Toplumsal düzen yasalarla, yani hukukla sağlanır. Toplumun geniş kesimlerine hitap eden dizilerin suça teşvik etmesine devlet yöneticilerinin nasıl göz yumduğunu anlamak mümkün değil. Hele ki son yıllarda ücretli dizi-film siteleri ile devletin denetim mekanizması tamamen ortadan kalkmıştır.

Emperyalizmin en büyük silahı kültür üzerinde yarattığı tahribattır. Kültür ise bir toplumun yaşayış ve düşünce biçiminin toplamıdır. Yani emperyalizm kendi kültürünü dayatarak ve benimseterek yaşayış biçimimizi değiştirmek istemektedir. Bizlere sahte hayatlar sunmaktadır.

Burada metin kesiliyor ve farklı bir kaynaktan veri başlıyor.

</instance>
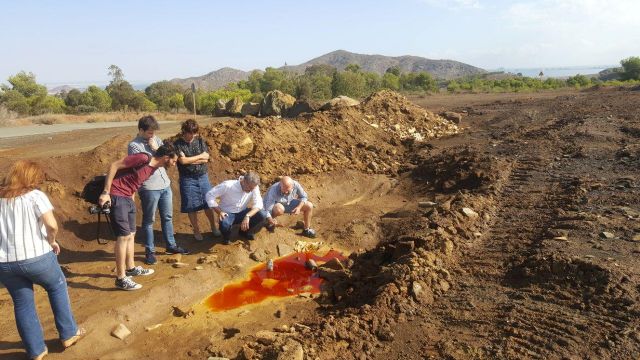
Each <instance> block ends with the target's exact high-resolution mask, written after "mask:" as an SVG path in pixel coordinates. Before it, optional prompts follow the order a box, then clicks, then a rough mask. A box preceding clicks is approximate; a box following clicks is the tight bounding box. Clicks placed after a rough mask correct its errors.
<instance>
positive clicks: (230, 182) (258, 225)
mask: <svg viewBox="0 0 640 360" xmlns="http://www.w3.org/2000/svg"><path fill="white" fill-rule="evenodd" d="M205 199H206V200H207V204H208V205H209V207H210V208H212V209H213V210H214V211H215V212H216V213H217V214H218V216H219V219H220V232H222V239H223V242H224V244H225V245H228V244H229V243H230V240H231V227H232V226H233V225H234V224H240V232H239V235H240V236H241V237H244V238H245V239H247V240H253V239H254V238H255V236H254V234H255V233H256V232H258V231H259V230H260V229H261V228H262V226H263V225H264V222H265V219H266V218H267V213H266V212H265V211H264V210H263V209H262V208H263V204H262V196H261V195H260V176H259V175H258V174H257V173H255V172H253V171H249V172H248V173H246V174H244V176H240V178H238V180H226V181H223V182H222V183H220V184H218V185H216V186H215V187H214V188H213V189H211V190H209V191H208V192H207V194H206V195H205ZM249 204H251V207H250V208H249Z"/></svg>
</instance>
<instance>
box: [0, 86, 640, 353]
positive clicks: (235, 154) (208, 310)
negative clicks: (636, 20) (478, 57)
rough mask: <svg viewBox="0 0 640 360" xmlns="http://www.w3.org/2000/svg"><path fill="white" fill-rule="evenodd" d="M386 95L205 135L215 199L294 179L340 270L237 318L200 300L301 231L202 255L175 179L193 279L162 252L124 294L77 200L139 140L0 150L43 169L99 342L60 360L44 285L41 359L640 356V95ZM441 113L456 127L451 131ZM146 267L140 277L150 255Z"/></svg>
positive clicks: (136, 247)
mask: <svg viewBox="0 0 640 360" xmlns="http://www.w3.org/2000/svg"><path fill="white" fill-rule="evenodd" d="M383 95H384V96H380V97H379V98H374V99H369V101H367V102H365V104H364V105H362V106H360V107H358V108H353V109H343V110H334V111H329V112H324V113H319V114H315V115H313V116H303V117H300V118H297V119H294V120H283V119H276V118H267V119H255V118H248V119H229V118H224V119H213V120H207V121H208V122H207V125H206V126H205V127H204V129H203V135H204V137H205V139H206V140H207V142H208V143H209V145H210V146H211V153H212V158H213V161H212V163H211V164H210V173H209V174H210V178H211V181H212V182H213V183H217V182H219V181H221V180H224V179H230V178H234V177H236V176H237V175H238V174H239V173H240V172H241V171H242V170H249V169H255V170H257V171H259V172H260V173H261V174H262V175H263V182H264V183H269V184H270V183H271V182H272V181H273V180H274V179H275V177H276V176H277V175H281V174H283V173H290V174H292V175H293V176H294V177H295V178H296V179H298V180H300V182H301V183H302V184H303V185H304V186H305V188H306V189H307V191H308V193H309V194H310V200H311V201H313V202H314V204H315V205H316V212H315V218H314V227H315V228H316V230H317V231H318V233H319V237H318V238H317V239H316V240H314V241H319V242H322V245H321V246H322V250H323V251H326V250H328V249H331V248H334V249H338V250H340V251H343V252H344V253H345V255H348V256H349V258H348V260H347V261H344V262H342V263H338V264H337V266H336V264H335V263H334V264H333V265H334V266H321V268H320V270H319V271H318V272H319V275H320V276H321V277H323V278H324V279H326V281H325V283H324V285H323V290H322V292H321V293H320V294H317V295H311V296H308V295H306V296H296V297H289V298H282V299H272V300H267V301H265V302H262V303H259V304H254V305H247V306H243V307H240V308H238V309H234V310H229V311H226V312H215V313H214V312H212V311H210V310H208V309H207V308H206V306H205V305H204V304H203V301H204V300H205V299H206V297H207V296H208V295H209V294H211V293H213V292H214V291H216V290H217V289H220V288H221V287H223V286H224V285H225V284H227V283H229V282H232V281H236V280H241V279H243V278H244V277H245V276H246V274H247V273H248V271H249V269H250V268H252V267H253V266H255V265H257V264H259V263H258V262H256V261H254V260H252V256H251V254H255V253H266V254H269V256H276V255H277V253H278V251H277V246H278V245H279V244H286V245H289V246H291V247H294V246H295V245H296V243H298V242H299V241H301V240H302V239H303V238H301V237H300V236H298V235H297V234H298V233H299V231H297V230H294V229H293V228H292V227H293V226H291V225H294V224H295V222H296V220H298V219H296V218H293V217H289V218H285V225H287V226H285V227H283V228H278V229H277V231H276V232H275V233H268V232H266V231H262V232H260V233H259V234H258V236H257V239H256V240H255V241H253V242H245V241H240V240H237V241H234V242H233V243H232V244H231V245H227V246H225V245H222V244H221V243H220V242H219V241H214V240H212V239H211V236H210V235H211V234H210V233H207V234H205V237H207V241H205V242H202V243H197V242H195V241H194V240H193V236H192V233H191V228H190V225H189V222H188V219H187V217H186V216H184V214H180V213H179V194H178V189H177V186H176V185H177V171H176V170H175V169H173V170H171V171H170V176H171V177H172V179H173V190H174V209H175V213H174V222H175V231H176V239H177V241H178V243H179V244H181V245H183V246H185V247H187V248H189V249H190V250H191V251H192V254H191V255H187V256H183V257H182V259H181V261H182V262H184V263H188V264H189V266H186V267H183V268H178V269H176V268H173V267H172V266H171V264H169V263H167V262H166V260H167V259H169V258H171V257H170V256H168V255H163V254H161V255H160V257H159V260H160V261H159V262H158V264H157V265H155V266H154V269H155V270H156V274H154V275H153V276H151V277H148V278H143V279H140V282H141V283H142V284H143V285H144V287H143V289H142V290H140V291H136V292H123V291H117V290H115V289H114V288H113V281H114V274H113V268H114V258H113V242H112V241H110V242H109V243H108V244H106V245H100V244H98V243H97V242H96V240H95V217H94V216H93V215H89V214H88V213H87V211H86V208H87V204H86V203H84V201H83V200H81V199H80V198H79V197H78V194H79V192H80V190H81V189H82V185H83V184H84V182H86V181H87V180H88V179H89V178H90V177H91V176H93V175H96V174H98V173H100V172H103V171H105V170H106V168H107V165H108V163H109V162H110V161H112V160H114V159H116V158H117V157H119V156H121V155H123V154H124V152H125V145H126V143H127V141H128V140H129V139H130V138H131V137H132V136H133V134H134V133H135V129H134V128H118V129H105V130H100V131H97V130H93V131H89V130H81V131H74V132H69V133H61V134H53V135H50V136H48V137H47V138H42V137H41V136H40V137H25V138H21V139H13V140H0V148H2V149H3V150H2V151H0V171H4V170H5V169H6V168H7V167H8V166H9V165H10V164H11V162H12V161H14V160H15V159H17V158H25V157H29V158H34V159H36V160H37V161H39V162H40V163H41V164H42V165H43V166H44V167H45V168H46V170H47V175H48V181H47V184H46V186H45V187H44V190H45V191H46V192H47V193H48V194H49V195H50V197H51V199H52V201H53V203H54V206H56V216H57V218H58V220H59V222H60V223H61V228H62V231H61V235H60V242H61V244H62V247H63V251H62V253H61V255H60V257H59V260H60V263H61V265H62V266H63V269H64V271H65V273H66V275H67V280H68V284H69V292H70V297H71V302H72V307H73V310H74V314H75V316H76V318H77V320H78V322H79V323H80V324H82V325H83V326H84V327H86V328H87V329H88V330H89V334H88V335H87V337H86V339H83V340H82V341H81V342H79V343H78V344H77V345H76V346H74V347H72V348H69V349H67V350H65V351H64V352H62V348H61V346H60V345H59V344H58V342H57V341H56V332H55V327H54V323H53V319H52V315H51V311H50V309H49V305H48V302H47V301H46V293H44V291H42V290H41V289H38V290H37V291H36V295H37V305H38V311H39V314H40V318H41V321H42V324H43V327H44V330H45V334H46V338H47V345H48V347H49V349H50V355H49V358H51V359H134V358H135V359H139V358H142V359H146V358H149V359H207V358H208V357H210V356H220V357H226V358H237V359H245V358H247V359H303V358H304V359H425V358H427V359H431V358H433V359H440V358H445V359H496V358H497V359H522V358H527V359H538V358H539V359H603V358H614V359H637V358H639V357H640V328H639V326H640V318H639V317H638V315H639V310H640V308H639V306H638V304H639V300H640V298H639V296H640V293H639V290H640V289H639V287H638V286H639V284H640V267H639V266H638V264H637V261H636V259H637V257H638V254H640V224H639V223H638V221H639V220H640V197H639V196H638V195H639V188H638V182H639V181H640V180H639V178H638V171H639V170H638V167H639V165H640V145H639V144H640V142H639V138H640V116H639V115H638V114H637V109H638V108H639V107H640V91H637V90H634V89H629V88H608V89H594V90H588V91H581V92H578V91H566V92H552V93H540V94H478V95H475V94H466V95H461V96H434V97H424V98H418V97H416V98H411V99H410V100H411V101H412V102H413V103H415V104H418V105H420V106H422V107H424V108H425V109H428V110H429V111H426V112H425V111H424V110H422V109H420V108H418V107H416V106H415V105H413V104H412V103H411V102H409V101H407V100H406V99H404V98H402V97H397V96H394V95H393V94H383ZM442 111H453V112H457V113H460V114H462V120H461V122H460V124H459V127H456V126H455V125H453V124H452V123H449V122H448V121H446V120H444V119H442V118H440V117H439V116H437V115H435V114H437V113H440V112H442ZM177 129H178V126H177V125H175V126H167V127H165V128H163V131H162V133H161V135H162V136H163V137H165V138H166V137H169V136H171V135H174V134H175V133H176V132H177ZM409 129H413V130H411V131H409ZM416 133H419V134H420V135H419V136H418V135H415V134H416ZM238 134H242V135H241V136H238ZM49 137H50V139H48V138H49ZM245 137H249V138H251V140H252V141H253V144H254V145H253V146H252V147H251V148H250V149H248V151H247V152H246V153H245V154H241V156H240V157H236V155H237V154H231V153H230V152H229V151H227V150H224V149H225V144H227V145H230V144H231V145H233V144H234V141H235V142H242V140H243V139H244V138H245ZM418 138H421V139H423V140H422V141H419V140H418ZM45 140H46V141H45ZM3 141H4V142H3ZM6 142H10V143H6ZM242 144H244V143H242ZM244 150H247V149H244ZM232 157H233V158H234V159H232ZM265 188H266V187H265V186H264V185H263V186H262V190H263V191H264V190H265ZM203 218H204V216H201V219H200V221H201V225H203V223H204V221H205V220H204V219H203ZM138 221H140V216H138ZM205 228H206V227H205ZM157 229H158V231H157V232H156V242H157V245H158V246H159V248H160V250H161V249H163V248H164V246H163V244H162V241H161V236H160V232H159V226H158V228H157ZM136 254H137V260H139V261H141V260H142V258H143V255H144V251H143V247H142V246H140V245H139V244H137V245H136ZM253 257H255V256H253ZM199 260H200V261H199ZM199 262H200V263H201V264H200V263H199ZM196 266H201V267H202V268H203V269H202V270H196ZM173 307H179V308H181V309H187V310H188V311H187V312H189V313H190V315H189V316H187V317H184V316H176V315H177V313H176V312H175V311H174V309H173ZM0 309H1V312H2V314H5V316H3V317H2V318H0V334H1V336H0V339H1V340H0V358H3V359H4V358H6V359H14V358H15V359H22V358H24V351H23V349H22V345H21V343H20V338H19V336H18V334H17V331H16V328H15V320H14V318H13V312H12V303H11V299H10V297H9V295H8V293H7V292H6V291H4V290H0ZM120 323H122V324H125V325H126V326H127V327H128V328H129V329H130V330H131V332H132V335H131V336H129V337H128V338H126V339H125V340H124V341H123V340H118V339H116V338H114V337H112V336H110V332H111V330H112V329H113V328H114V327H115V326H116V325H118V324H120ZM158 324H161V326H155V325H158ZM145 328H148V330H146V329H145Z"/></svg>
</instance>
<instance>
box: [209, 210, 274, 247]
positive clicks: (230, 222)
mask: <svg viewBox="0 0 640 360" xmlns="http://www.w3.org/2000/svg"><path fill="white" fill-rule="evenodd" d="M249 211H251V209H249V208H247V209H244V210H242V211H240V212H239V213H235V214H233V213H227V217H226V218H224V219H222V220H220V232H222V238H223V239H224V240H229V239H230V237H231V227H232V226H233V225H235V224H240V223H241V222H242V220H243V219H244V217H245V216H246V215H247V213H248V212H249ZM266 218H267V213H266V212H265V211H264V210H260V211H258V212H257V213H255V214H254V215H253V216H252V217H251V219H249V231H253V232H258V231H260V228H261V227H262V225H264V221H265V220H266Z"/></svg>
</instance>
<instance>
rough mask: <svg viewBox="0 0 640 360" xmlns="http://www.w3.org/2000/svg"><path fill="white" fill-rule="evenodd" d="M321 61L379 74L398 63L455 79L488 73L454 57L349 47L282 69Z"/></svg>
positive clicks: (403, 67) (293, 69) (402, 67)
mask: <svg viewBox="0 0 640 360" xmlns="http://www.w3.org/2000/svg"><path fill="white" fill-rule="evenodd" d="M319 64H326V65H331V66H333V67H335V68H337V69H338V70H343V69H344V68H345V67H346V66H347V65H349V64H358V65H360V67H361V68H362V69H363V70H364V71H369V72H376V73H378V74H384V72H385V71H386V70H387V69H388V68H390V67H392V66H398V67H399V68H400V71H402V72H419V71H426V72H428V73H430V74H431V75H433V76H434V77H436V78H441V79H453V78H458V77H463V76H468V75H476V74H482V73H485V72H486V71H485V70H483V69H481V68H478V67H475V66H471V65H468V64H465V63H461V62H459V61H454V60H431V59H426V58H423V57H419V56H411V55H405V56H396V57H392V56H384V55H365V54H356V53H352V52H349V51H345V50H336V51H333V52H330V53H328V54H325V55H322V56H319V57H317V58H315V59H312V60H309V61H307V62H305V63H303V64H300V65H294V66H286V67H282V68H281V69H287V70H290V71H295V72H303V71H304V70H305V69H306V68H307V67H309V66H311V65H319Z"/></svg>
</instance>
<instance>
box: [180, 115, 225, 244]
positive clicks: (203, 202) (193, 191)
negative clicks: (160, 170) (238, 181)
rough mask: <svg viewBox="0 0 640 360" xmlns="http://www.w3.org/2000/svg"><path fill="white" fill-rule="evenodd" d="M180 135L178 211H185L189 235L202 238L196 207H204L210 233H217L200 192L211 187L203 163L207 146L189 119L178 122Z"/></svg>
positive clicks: (219, 233) (220, 235)
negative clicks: (179, 187) (191, 226)
mask: <svg viewBox="0 0 640 360" xmlns="http://www.w3.org/2000/svg"><path fill="white" fill-rule="evenodd" d="M181 130H182V137H181V138H180V139H178V140H177V141H176V142H175V144H174V145H175V147H176V151H177V152H178V154H179V158H178V173H179V174H180V200H181V201H180V212H182V213H187V214H188V215H189V221H190V222H191V226H192V227H193V236H194V238H195V239H196V240H197V241H202V240H204V238H203V237H202V233H201V232H200V226H199V225H198V211H200V210H204V213H205V214H206V215H207V218H208V219H209V224H210V225H211V230H212V231H213V236H214V237H220V236H221V233H220V230H218V229H217V226H216V224H217V222H216V219H215V215H214V212H213V210H212V209H210V208H209V206H207V202H206V201H205V198H204V195H205V194H206V193H207V191H209V189H211V184H210V183H209V174H208V167H207V163H208V162H209V148H208V147H207V144H206V143H205V142H204V140H203V139H202V138H201V137H200V136H198V130H199V127H198V123H197V122H196V121H195V120H192V119H189V120H187V121H185V122H184V123H182V129H181Z"/></svg>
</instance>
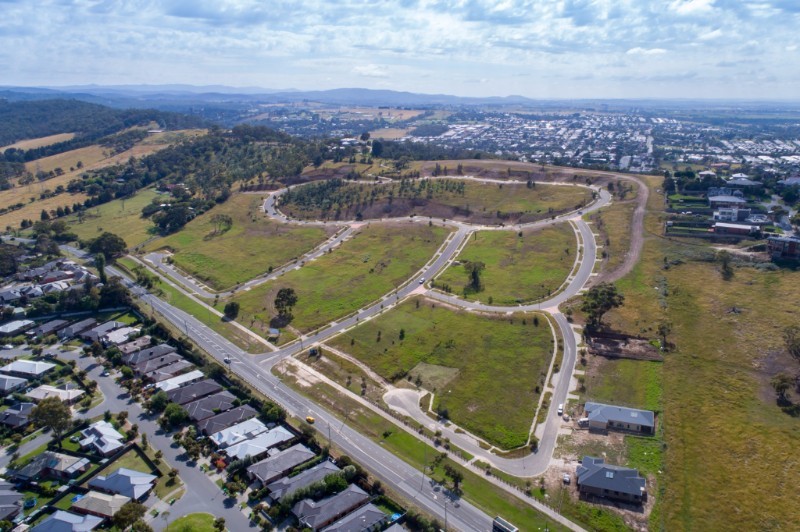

İnsanların kendini yetersiz, çaresiz ve mutsuz hissetmesine sebep olan diziler ve filmler değil eğleneceğimiz, öğreneceğimiz diziler ve filmlerin düşünü kuruyoruz. Kemal Sunal filmlerini yıllar geçmesine rağmen hala keyifle tekrar tekrar izlememizin nedeni orada kendimizden bir parça bulmamızdır. Bizim hayatımıza benzemesidir, insancıl olmasıdır. Hangimiz benzetmedik ki kendimizi bir Hababam Sınıfı karakterine? Hangimiz gülmedik Levent Kırca’nın skeçlerine. Hangimiz 7 Numara’nın bir sakiniymişiz gibi hissetmedik? Çünkü buralarda bizden bir parça vardı, bizi anlatıyordu.

YENİ SEZONU BİZ ÇEKECEĞİZ

Zaman akıp gider, şarja takarak dolduramayız. “Bütün insanların yerine koyuyorum kendimi. Sonra bütün insanlara yönelttiğim sorulara yanıt arıyorum. Sırtımda her an şaklayan kırbacın acısını duyuyorum. Kırbacı adlandırıyorum: Zaman!” Hasan Yalçın böyle özetliyor zamanı. Zamanımızı biz yönetmezsek başkaları yönetir. Başkaları şaklatır kırbacı sırtımızda. Kendi zamanımızı ekran başında yönetemeyiz. Tabii ki bu dizi ve film izlemeyeceğiz anlamına gelmez. İzleyeceğiz ancak hayattan gerçeklikten koparılmış sahteliklerle zamanımızı yitirmeyeceğiz.

Tarihimizi, Anadolu’nun büyük kültürel mirasını perdelere ekranlara aktaracak ve sanatı emperyalizmin tekelinden kurtaracak olan nice yönetmen ve senaristler bizim içimizden çıkacaktır. Hayatın içinden, vatanseverlerin gözünden göreceğiz dünyayı ve güzel memleketimizi.